Transcriptional signatures and topological reorganization of morphometric similarity networks in temporal lobe epilepsy with unilateral hippocampal sclerosis.
Authors
Affiliations (7)
Affiliations (7)
- Department of Radiology, Huaxi MR Research Center (HMRRC), Institute of Radiology and Medical Imaging, West China Hospital of Sichuan University, Chengdu, Sichuan, China.
- Psychoradiology Key Laboratory of Sichuan Province, West China Hospital of Sichuan University, Chengdu, Sichuan, China.
- Research Unit of Psychoradiology, Chinese Academy of Medical Sciences, Chengdu, Sichuan, China.
- Department of Anesthesiology, West China Second University Hospital, Sichuan University, Chengdu, Sichuan, China.
- Department of Neurology, West China Hospital of Sichuan University, Chengdu, Sichuan, China.
- Department of Science and Technology, West China Hospital, Sichuan University, Chengdu, Sichuan, China.
- Department of Anesthesiology, National-Local Joint Engineering Research Centre of Translational Medicine of Anesthesiology, West China Hospital of Sichuan University, Chengdu, Sichuan, China.
Abstract
To delineate morphometric similarity network (MSN) topological abnormalities and their underlying spatial transcriptomics in the normal-appearing cortex of unilateral mesial temporal lobe epilepsy with hippocampal sclerosis (mTLE-HS).

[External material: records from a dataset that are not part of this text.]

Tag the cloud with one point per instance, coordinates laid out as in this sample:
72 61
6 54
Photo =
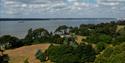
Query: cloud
62 8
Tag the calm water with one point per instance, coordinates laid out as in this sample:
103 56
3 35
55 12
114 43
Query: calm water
20 28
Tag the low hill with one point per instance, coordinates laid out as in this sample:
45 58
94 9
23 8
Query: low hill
18 55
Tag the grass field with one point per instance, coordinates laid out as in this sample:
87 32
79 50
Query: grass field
18 55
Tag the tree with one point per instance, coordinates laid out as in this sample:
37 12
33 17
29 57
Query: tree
112 55
26 60
8 41
85 52
63 29
100 46
41 56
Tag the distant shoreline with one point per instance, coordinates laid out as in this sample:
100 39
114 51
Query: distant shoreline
30 19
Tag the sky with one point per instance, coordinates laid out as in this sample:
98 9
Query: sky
62 8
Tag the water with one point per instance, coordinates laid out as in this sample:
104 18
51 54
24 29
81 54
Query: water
20 28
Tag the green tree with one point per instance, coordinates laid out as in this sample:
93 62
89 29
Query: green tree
8 41
112 55
41 56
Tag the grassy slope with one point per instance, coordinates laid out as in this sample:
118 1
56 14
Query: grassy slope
18 55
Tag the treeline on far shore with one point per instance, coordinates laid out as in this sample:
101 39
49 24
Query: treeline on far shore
101 35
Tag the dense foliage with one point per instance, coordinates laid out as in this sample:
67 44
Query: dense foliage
67 54
112 55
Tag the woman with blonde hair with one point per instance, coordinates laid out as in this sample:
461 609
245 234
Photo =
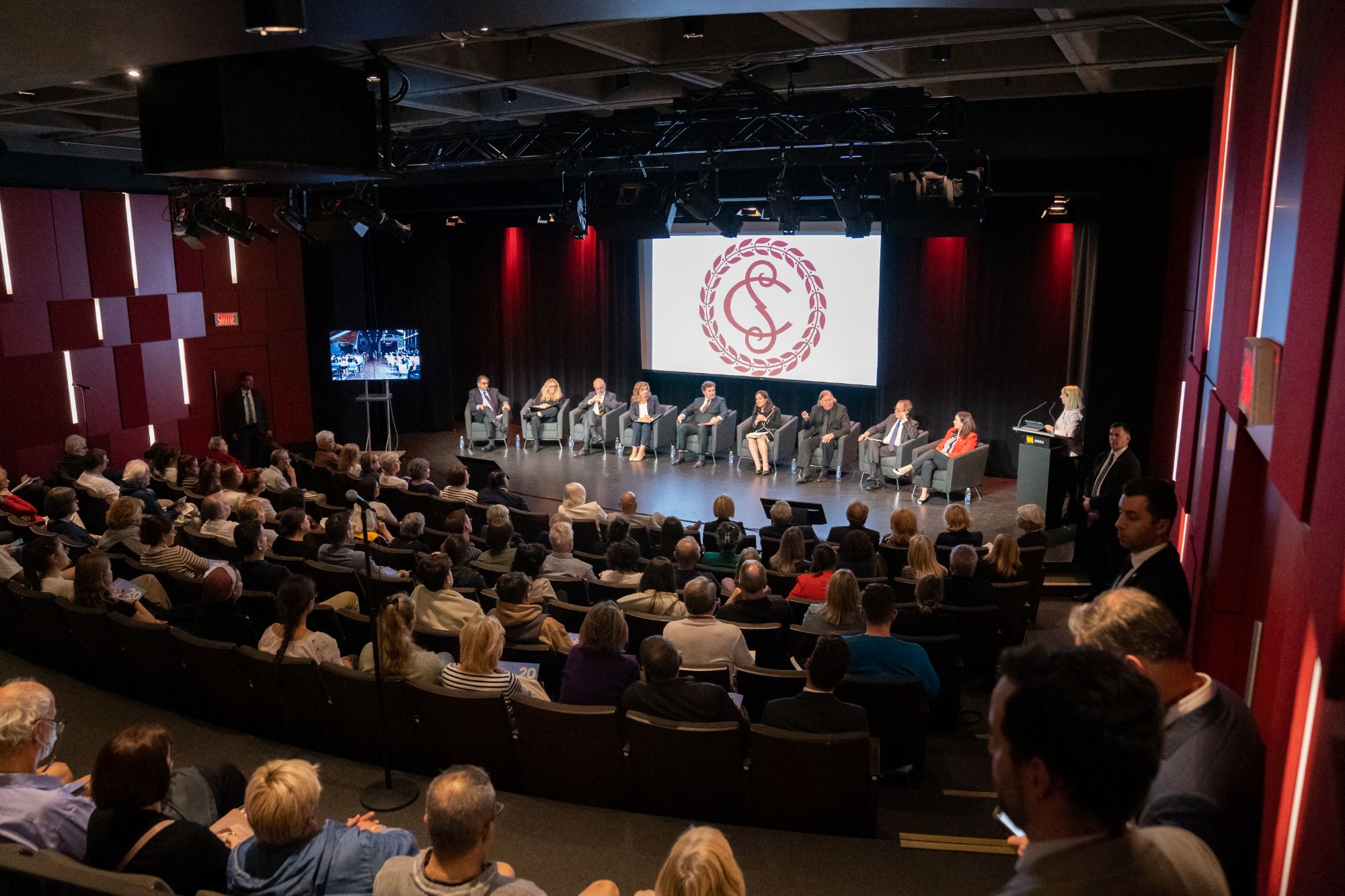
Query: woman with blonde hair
645 407
399 653
539 411
903 525
700 864
578 505
922 560
960 439
841 612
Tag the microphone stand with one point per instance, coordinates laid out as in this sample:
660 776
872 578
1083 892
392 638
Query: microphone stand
389 794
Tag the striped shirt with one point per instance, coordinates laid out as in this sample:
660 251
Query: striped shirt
176 559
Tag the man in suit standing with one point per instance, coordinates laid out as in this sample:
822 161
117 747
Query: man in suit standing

High-resolution T1-weighted magnetic resonance imaging (MRI) from 109 unilateral mTLE-HS patients (64 left, 45 right) and 90 matched controls were analyzed to construct individual-level MSNs by integrating five cortical morphometric features. Graph-theoretical analysis quantified global and local network topology, and machine-learning models assessed their values in patient identification and epileptogenic lateralization, with performance further evaluated in an independent validation dataset. Further connectome-transcriptome association analyses linked these macroscale topological abnormalities to the microscale substrates in specific gene expressions, biological pathways, cellular compositions, and neurodevelopmental windows. Patients exhibited global small-worldness increase and local nodal reorganizations, with hyper-connectivity in default mode and limbic networks and hypo-connectivity in temporo-occipital cortex. These MSN-topology abnormalities enabled accurate patient classification (77.4%) and epileptogenic lateralization (83.2%), driven predominantly by features from limbic network (40.0% and 41.1%, respectively). These performances were reproducible in an independent validation dataset (classification accuracy = 75.4%, lateralization accuracy = 77.1%). Spatial transcriptomics mapped the MSN-topology alterations to expression of genes enriched in RNA processing and mitochondrial energy metabolism, including key epilepsy risk genes such as DNM1 and PPFIA3. These genes showed enriched expression in excitatory neurons, astrocytes, and oligodendrocytes, peaking during neurodevelopment in early-fetal striatum and neonatal-to-childhood cortex. MSN topology delineates the pattern of cortical network reorganization in mTLE-HS, aiding in patient identification and lateralization. The convergence of these macroscale connectomic alterations with microscale transcriptomic profiles points to an RNA-metabolic interplay that shapes cortical vulnerability of mTLE-HS in a progressive way.